Culture of Ownership
Over the past several years, MMH has made substantial efforts to move from a culture of accountability to a culture of ownership. In a culture of accountability, people are motivated because their feet are held to the fire. In a culture of ownership, people are motivated to walk across hot coals out of sheer commitment, pride, and loyalty. There are three essential requirements for a culture of ownership (Tye and Dent 2017):
- Be emotionally positive. We must actively remove toxic behaviors from the organization. When a common language to end these behaviors takes hold, the few bad actors will stand out like a sore thumb. Leaders must address these negative influences relentlessly. In the end, the behaviors you tolerate will be the culture you allow. As cultural anthropologist Jean-Jacques Decoster explains, “A culture is a people’s adaptation to an environment” (personal interview, October 6, 2018); as leaders, we must establish positive workplace environments.
- Be self-empowered. Adopt a “proceed until apprehended” environment in which people can do the right thing at the right time to make a difference. Self-empowerment allows for more open and transparent communication between frontline employees and leadership. It allows for policies, procedures, and other strategies to be safely challenged.
- Be fully engaged. Leaders must be highly visible to develop strong relationships with employees based on open and honest communication. Leaders must take time to recognize the contributions of individuals and teams through formal and informal means. In a healthier and more positive workplace environment, the numbers of engaged employees might move beyond the 34 percent measured by Gallup. This is how we can do better with less.

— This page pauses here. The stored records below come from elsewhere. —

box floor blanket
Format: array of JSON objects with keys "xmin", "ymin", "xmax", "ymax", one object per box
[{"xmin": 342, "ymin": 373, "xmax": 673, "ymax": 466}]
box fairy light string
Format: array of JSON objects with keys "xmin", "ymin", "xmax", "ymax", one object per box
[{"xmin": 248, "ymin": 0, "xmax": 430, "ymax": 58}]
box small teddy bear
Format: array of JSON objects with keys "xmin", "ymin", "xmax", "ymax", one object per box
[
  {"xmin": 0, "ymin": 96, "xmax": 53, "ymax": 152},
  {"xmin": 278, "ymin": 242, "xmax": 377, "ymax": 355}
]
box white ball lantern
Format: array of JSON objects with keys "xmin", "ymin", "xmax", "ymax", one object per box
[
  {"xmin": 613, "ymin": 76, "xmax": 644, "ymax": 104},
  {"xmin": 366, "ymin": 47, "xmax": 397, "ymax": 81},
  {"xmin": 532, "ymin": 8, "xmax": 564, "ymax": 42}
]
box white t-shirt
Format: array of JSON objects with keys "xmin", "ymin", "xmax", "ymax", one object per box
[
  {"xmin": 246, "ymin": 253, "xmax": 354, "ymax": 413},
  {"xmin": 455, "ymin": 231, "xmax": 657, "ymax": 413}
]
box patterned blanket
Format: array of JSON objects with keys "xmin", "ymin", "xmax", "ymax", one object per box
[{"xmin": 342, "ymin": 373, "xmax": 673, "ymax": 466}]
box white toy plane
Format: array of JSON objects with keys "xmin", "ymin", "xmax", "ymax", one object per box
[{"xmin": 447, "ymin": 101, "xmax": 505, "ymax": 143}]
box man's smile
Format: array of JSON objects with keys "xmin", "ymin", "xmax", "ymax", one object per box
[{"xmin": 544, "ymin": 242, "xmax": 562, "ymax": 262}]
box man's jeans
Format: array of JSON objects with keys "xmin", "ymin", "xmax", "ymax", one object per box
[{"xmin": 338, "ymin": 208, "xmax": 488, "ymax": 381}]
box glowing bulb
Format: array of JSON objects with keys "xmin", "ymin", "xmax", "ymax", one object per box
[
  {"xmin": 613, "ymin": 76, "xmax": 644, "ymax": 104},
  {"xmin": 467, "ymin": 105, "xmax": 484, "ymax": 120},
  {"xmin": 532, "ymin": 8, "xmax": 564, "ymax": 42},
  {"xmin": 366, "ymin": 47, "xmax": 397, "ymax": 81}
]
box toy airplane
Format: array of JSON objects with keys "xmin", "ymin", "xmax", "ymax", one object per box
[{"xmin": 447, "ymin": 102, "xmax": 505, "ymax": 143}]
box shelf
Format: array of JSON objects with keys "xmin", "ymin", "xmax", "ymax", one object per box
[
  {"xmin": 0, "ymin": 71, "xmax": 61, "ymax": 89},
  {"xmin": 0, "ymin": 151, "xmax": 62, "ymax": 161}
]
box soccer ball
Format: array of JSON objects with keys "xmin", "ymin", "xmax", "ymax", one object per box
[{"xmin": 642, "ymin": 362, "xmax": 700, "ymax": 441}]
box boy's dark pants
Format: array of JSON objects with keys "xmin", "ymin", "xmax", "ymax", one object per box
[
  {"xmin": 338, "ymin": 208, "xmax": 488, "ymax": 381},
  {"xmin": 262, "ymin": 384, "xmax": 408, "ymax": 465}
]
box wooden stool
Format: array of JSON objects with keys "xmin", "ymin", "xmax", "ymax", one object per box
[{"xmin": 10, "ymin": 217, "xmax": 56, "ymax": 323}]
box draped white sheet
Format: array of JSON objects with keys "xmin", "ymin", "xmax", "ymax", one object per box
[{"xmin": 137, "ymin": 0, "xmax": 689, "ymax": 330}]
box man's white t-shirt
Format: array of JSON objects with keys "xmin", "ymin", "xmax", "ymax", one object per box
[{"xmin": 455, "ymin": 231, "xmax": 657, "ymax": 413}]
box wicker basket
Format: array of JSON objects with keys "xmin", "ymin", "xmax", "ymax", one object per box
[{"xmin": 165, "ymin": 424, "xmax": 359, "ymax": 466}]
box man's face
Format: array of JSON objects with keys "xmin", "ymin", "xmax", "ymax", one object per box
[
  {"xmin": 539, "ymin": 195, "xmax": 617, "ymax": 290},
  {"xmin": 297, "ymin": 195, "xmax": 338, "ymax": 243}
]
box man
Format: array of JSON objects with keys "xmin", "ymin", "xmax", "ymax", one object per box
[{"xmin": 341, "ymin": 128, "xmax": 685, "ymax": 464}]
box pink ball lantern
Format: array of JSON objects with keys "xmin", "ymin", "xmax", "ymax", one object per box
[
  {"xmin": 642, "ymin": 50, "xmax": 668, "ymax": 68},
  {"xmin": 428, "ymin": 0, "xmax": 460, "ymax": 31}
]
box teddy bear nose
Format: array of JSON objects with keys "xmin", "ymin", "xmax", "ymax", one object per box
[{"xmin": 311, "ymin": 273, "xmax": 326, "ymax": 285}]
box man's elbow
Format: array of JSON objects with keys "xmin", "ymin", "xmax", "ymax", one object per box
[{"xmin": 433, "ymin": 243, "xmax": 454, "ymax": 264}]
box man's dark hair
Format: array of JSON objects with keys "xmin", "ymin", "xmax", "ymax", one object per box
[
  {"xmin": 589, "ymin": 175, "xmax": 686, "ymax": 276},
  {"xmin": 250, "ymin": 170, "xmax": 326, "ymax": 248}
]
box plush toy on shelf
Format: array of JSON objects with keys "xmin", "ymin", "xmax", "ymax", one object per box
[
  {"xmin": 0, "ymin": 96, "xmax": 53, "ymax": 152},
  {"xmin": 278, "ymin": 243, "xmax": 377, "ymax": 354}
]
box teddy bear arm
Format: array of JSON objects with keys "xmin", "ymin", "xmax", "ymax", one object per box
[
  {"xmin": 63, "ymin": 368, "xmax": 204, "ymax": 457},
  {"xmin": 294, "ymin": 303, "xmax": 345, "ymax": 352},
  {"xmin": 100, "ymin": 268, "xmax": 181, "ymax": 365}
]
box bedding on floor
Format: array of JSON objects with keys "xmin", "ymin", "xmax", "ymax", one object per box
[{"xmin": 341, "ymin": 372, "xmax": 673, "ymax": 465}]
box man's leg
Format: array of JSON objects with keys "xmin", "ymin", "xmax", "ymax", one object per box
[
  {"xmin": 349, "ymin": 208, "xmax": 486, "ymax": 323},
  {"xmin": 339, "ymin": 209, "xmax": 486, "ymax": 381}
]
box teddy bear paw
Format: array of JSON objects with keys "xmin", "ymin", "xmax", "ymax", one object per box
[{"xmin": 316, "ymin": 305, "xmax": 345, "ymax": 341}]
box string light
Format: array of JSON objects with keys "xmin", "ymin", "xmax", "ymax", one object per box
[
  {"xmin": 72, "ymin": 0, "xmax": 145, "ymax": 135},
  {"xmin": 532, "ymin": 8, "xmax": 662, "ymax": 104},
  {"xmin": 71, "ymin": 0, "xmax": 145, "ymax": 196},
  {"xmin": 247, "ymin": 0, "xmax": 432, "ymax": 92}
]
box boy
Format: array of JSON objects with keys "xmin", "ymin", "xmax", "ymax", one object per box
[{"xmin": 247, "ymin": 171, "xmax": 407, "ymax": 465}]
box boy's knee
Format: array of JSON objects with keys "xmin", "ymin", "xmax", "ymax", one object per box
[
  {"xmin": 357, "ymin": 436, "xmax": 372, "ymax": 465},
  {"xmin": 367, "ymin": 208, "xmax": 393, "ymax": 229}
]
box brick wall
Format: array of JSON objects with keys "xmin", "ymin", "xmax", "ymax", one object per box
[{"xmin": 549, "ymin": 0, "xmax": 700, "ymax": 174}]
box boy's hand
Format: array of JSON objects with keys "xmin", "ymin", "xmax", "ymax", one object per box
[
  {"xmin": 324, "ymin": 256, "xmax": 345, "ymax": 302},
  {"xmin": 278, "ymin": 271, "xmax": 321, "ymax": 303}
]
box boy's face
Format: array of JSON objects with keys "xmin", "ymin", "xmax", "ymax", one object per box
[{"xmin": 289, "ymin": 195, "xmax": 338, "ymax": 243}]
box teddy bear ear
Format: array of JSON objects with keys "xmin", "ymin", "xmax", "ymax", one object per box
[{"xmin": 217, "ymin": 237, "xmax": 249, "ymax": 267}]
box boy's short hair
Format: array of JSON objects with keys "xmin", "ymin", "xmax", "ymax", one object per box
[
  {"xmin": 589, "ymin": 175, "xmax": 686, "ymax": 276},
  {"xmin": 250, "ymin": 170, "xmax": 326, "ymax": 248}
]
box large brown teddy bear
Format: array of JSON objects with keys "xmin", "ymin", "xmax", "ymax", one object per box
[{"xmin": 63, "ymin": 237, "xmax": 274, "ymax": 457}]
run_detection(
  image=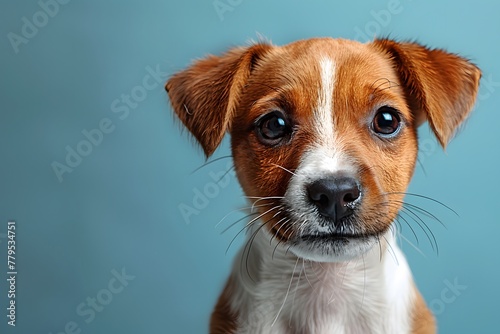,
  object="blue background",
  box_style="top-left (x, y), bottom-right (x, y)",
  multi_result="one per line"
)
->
top-left (0, 0), bottom-right (500, 334)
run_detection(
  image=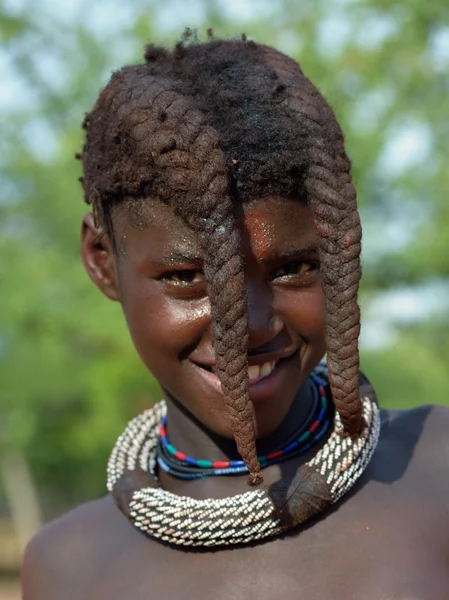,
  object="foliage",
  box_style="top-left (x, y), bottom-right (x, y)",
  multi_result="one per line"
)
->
top-left (0, 0), bottom-right (449, 512)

In their feature articles, Cunningham and Judd do outstanding jobs outlining their own evidence-based leadership principles. They reinforce the need for healthcare leaders to develop strong relationships with employees, pay attention to and communicate outcomes, be more inclusive in decision-making, and recognize the impact and contributions that employees make. Their ideas—and those offered in this commentary—can help create and sustain a healthier, more positive workplace environment with improved outcomes.